Bien sûr, elle n'harcèle pas sa fille de questions par pur plaisir. Par ailleurs, de son point de vue, elle ne la traitait pas comme une délinquante ; en revanche, elle l'interrogeait pour s'assurer qu'elle ne l'était pas. De par son métier, il n'est pas rare que les juges pour mineurs ou les juges s'occupant d'affaires avec des jeunes gens ne lui rapportent les histoires effrayantes et tragiques de drogués, de voleurs ou de tueurs. Des individus dans la fleur de l'âge qui dérapent, par accident ou par désir, et qui détruisent toute leur existence. En tant que mère, elle redoute affreusement que ce jour arrive.
Heureusement, elle voue une entière confiance à ses deux fidèles amis. Les ayant rencontrés deux ou trois fois, Nicholas représente le calme, le respect et la bienveillance. Il parle peu, mais agit toujours en bien. En notant son anxiété lors d'une conversation qui commençait à dégénérer, il lui avait glissé de façon discrète qu'il surveillait sa fille en boite de nuit et qu'il la restreindrait si le besoin se faisait ressentir. Quant à Christopher, son légendaire enthousiasme mêlé à son grain de folie ne lui avait pas inspiré grand-chose. Cependant, elle avait repéré cette minuscule lueur dans son regard, celle qu'il peinait à cacher aux plus observateurs – l'amour. Il estime trop Evi pour la perdre dans l'alcool ou autres dérives de la jeunesse.

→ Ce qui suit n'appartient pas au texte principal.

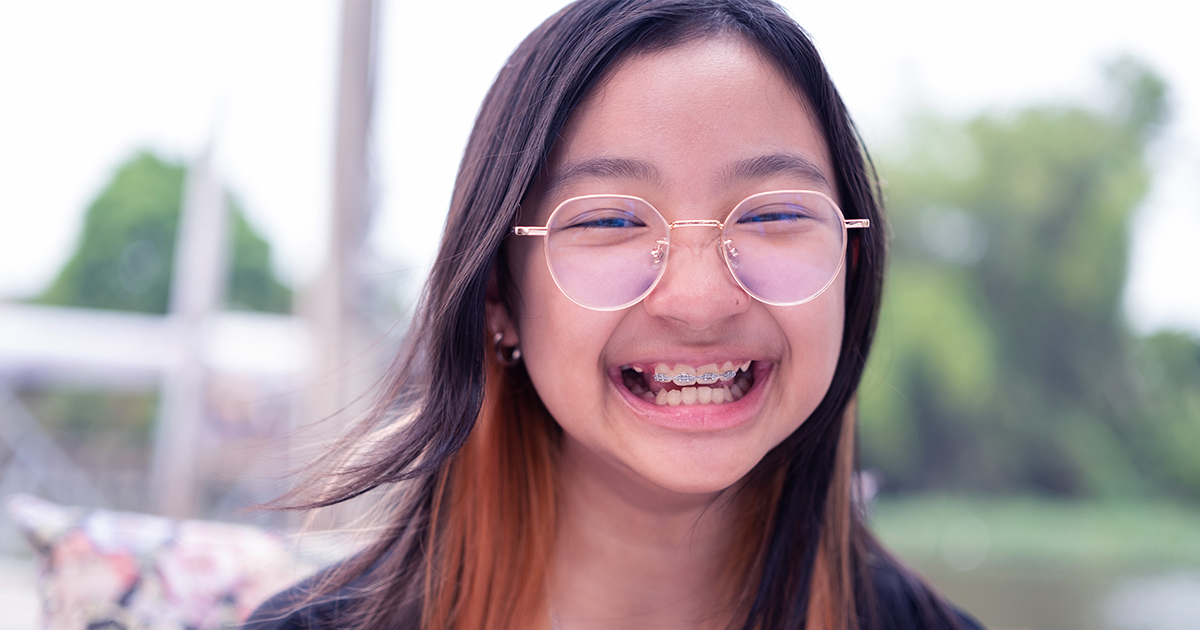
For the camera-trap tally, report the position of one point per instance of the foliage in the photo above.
(1003, 363)
(125, 255)
(1038, 533)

Avec eux deux à ses côtés, elle se détendait à chaque fois que sa fille lui annonçait sortir en boite. Qu'elle boive, qu'elle fume, se répétait-elle, ils se chargeront de tempérer tes ardeurs. Il arrive également qu'Evi rencontre d'autres amis ou connaissances seule. Dans ces moments-là, la mère pose plus de questions et hausse le ton quelquefois. Elle n'en a jamais discuté avec la jeune femme, mais en réalité sa paranoïa provient bel et bien de quelque part.
Sa sœur, une droguée qu'elle avait maintes fois tenté de ramener sur le droit chemin, a indirectement anéanti la vie de sa fille. Sa nièce a marché à travers la fumée des cigarettes toute son enfance et a senti les odeurs des substances illicites dès ses premiers pas. Elle en a goûté rapidement et puisque personne ne l'a prévenu des dangers de la drogue, elle trouvait cela normal et agréable. Les deux ont enchaîné les overdoses jusqu'à ce que la pauvre lycéenne décède à côté de sa mère sans que cette dernière ne s'en aperçoive.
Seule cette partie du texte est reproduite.